作者:由 劉煥的書房 發表于 繪畫時間:2022-08-11

熱播劇《清平樂》描繪了一位在古代頗有名聲,今天卻知名度不太顯著的宋仁宗,在封建社會中,漢文帝、宋仁宗和明孝宗這些所謂愛民的仁君是備受推崇的,而秦皇漢武等開疆拓土的君王是備受責罰的,被斥之為“暴君民賊”。

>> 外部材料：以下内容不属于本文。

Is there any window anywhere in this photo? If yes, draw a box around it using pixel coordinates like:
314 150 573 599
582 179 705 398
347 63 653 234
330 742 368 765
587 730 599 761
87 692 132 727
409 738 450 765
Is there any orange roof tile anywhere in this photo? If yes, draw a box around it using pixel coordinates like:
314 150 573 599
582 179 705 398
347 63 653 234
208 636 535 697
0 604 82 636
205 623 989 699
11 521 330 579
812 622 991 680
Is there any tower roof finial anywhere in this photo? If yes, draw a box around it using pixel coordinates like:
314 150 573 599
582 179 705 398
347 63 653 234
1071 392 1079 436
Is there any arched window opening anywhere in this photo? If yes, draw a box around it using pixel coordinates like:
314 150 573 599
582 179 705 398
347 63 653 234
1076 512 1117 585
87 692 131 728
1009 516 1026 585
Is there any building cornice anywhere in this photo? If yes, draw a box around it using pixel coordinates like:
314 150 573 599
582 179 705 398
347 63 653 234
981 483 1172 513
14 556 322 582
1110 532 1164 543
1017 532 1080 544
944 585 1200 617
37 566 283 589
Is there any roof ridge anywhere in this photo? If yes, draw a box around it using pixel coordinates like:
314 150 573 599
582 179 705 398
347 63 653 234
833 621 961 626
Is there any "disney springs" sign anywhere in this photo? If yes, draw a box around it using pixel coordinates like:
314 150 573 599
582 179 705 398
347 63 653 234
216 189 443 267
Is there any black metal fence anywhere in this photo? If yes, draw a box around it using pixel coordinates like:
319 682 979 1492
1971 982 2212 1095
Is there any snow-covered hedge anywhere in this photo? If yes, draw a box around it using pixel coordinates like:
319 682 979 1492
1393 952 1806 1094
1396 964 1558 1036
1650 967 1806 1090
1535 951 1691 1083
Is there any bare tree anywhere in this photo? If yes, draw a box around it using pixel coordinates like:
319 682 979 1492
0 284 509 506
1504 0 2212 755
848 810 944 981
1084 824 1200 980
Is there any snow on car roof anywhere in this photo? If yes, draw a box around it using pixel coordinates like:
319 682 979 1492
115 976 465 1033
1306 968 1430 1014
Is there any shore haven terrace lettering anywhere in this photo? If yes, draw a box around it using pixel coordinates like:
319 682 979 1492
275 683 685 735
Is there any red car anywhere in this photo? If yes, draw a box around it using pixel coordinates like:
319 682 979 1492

宋仁宗是一個什麼樣的人,相信看過劇的人都很瞭解,這是一個性情溫柔、寬厚的人,從小受帝師教育,一生恪守儒家的價值觀,儒家的核心價值觀是“仁,他一生也是這麼做的,去世之後也得到了“仁宗”的廟號,歷史上一共有6位皇帝去世後得到了仁宗的廟號,宋仁宗是第一位,也是最名副其實的一位。劇中他對太監懷吉都很溫柔,說百姓自傷身體,便是朝廷還不夠好。

宋仁宗真的是一位利國利民的好皇帝嗎?事實上並非如此

不管從劇中看,還是從真實的歷史來看,宋仁宗似乎都是一個難得的好皇帝,他時刻以儒家的“仁”來要求自己,對身邊的人仁義、對大臣仁義,更對百姓仁義,劇中表現出來的,宋仁宗頒旨,放開了坊市的限制,允許私人酒家釀酒,促進了經濟的繁榮。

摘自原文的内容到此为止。